Let V be a vector space, and let H1, H2, H3, ..., Hn are all subspaces of V. V is defined to be a direct sum of H1, H2, H3, ..., Hn when

1. For every x within V, there is xn within Hn such that

${\displaystyle x=\sum _{i=1}^{n}x_{n}}$
2. When xn and yn is within Hn

${\displaystyle \sum _{i=1}^{n}x_{n}=\sum _{i=1}^{n}y_{n}}$

implies that xn=yn.

The second condition can easily be proven to be equivalent to the following statement:

When xn are elements of Hn, then

${\displaystyle x=\sum _{i=1}^{n}x_{n}=0}$

implies that all xn are also equal to 0.

Because of the second condition, the intersection of any two of the subspaces involved in a direct sum is the single element {0} where 0 is the 0 vector.

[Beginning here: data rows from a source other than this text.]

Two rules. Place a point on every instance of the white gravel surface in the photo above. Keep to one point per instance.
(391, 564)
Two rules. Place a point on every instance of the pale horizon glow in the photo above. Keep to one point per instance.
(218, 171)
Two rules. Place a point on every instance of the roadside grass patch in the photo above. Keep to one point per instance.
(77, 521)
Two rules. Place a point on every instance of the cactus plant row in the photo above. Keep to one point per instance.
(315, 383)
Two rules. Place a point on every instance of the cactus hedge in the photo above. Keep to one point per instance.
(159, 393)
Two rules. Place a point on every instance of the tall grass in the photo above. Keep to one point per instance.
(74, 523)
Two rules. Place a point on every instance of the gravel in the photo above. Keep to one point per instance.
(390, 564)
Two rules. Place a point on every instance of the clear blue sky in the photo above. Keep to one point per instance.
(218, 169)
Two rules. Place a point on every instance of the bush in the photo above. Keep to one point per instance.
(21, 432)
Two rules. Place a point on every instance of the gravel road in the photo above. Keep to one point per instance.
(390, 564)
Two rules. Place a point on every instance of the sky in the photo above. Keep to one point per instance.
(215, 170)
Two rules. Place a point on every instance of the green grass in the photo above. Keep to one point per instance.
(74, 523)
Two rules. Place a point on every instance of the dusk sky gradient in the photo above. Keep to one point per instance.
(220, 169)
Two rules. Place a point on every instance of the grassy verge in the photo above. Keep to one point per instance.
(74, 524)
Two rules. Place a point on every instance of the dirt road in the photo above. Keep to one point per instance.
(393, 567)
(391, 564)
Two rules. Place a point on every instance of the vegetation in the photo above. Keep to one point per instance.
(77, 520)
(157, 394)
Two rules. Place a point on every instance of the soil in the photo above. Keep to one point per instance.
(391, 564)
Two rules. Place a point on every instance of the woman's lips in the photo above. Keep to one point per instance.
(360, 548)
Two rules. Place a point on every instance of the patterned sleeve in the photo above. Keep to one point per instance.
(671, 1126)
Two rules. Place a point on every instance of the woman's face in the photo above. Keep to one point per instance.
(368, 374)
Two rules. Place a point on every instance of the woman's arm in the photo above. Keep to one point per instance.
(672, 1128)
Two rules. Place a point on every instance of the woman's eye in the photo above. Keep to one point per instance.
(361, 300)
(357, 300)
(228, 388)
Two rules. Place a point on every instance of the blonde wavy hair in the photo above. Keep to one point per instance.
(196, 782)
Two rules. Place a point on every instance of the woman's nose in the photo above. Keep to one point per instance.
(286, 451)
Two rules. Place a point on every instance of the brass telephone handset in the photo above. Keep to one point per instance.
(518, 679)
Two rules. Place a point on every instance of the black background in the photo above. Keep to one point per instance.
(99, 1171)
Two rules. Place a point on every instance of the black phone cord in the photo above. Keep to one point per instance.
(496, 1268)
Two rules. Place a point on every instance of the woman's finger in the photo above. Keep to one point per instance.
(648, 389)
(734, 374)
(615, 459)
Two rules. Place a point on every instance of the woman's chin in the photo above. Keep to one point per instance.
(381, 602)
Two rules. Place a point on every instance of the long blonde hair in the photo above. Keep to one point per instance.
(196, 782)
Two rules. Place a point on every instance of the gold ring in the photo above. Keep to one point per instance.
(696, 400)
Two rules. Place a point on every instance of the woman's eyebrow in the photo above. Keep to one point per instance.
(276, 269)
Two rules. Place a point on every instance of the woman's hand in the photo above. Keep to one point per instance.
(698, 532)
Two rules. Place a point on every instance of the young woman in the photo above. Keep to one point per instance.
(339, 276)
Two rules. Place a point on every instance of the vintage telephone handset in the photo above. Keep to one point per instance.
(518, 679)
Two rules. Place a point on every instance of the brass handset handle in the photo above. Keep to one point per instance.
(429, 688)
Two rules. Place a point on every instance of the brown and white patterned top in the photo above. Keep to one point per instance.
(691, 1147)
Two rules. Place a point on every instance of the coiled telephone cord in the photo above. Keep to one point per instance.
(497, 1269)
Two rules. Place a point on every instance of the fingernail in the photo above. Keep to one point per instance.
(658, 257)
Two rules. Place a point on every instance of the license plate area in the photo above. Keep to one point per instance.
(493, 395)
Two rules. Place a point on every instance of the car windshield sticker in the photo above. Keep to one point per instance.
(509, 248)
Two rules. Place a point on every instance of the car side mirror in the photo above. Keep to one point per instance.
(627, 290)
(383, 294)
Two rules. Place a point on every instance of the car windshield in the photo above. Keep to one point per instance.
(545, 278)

This implies that all n dimension spaces are a direct sum of n one-dimension subspaces.

## Theorem

If V is a vector space, then for any subspace H, there exists a subspace G such that V is a direct sum of H and G.

### Proof

Let {e1, e2,..., ek} be a basis of H. This can be extended to a basis of V, say, {e1, e2,..., en}. Then the space G spanned by {ek+1, ek+2,..., en} is such that V is a direct sum of H and G.

## General Sums

Given a vector space V, and H1, H2, H3, ..., Hn are all subspaces of V, then V is a sum of H1, H2, H3, ..., Hn are all subspaces of V when all elements of V can be expressed as a sum of elements in H1, H2, H3, ..., Hn.

## Exercises

1. Prove that the second condition is equivalent to the following statement:

When xn are elements of Hn, then

${\displaystyle x=\sum _{i=1}^{n}x_{n}=0}$
2. Prove that the intersection of of any two of the subspaces involved in a direct sum is the single element {0} where 0 is the 0 vector.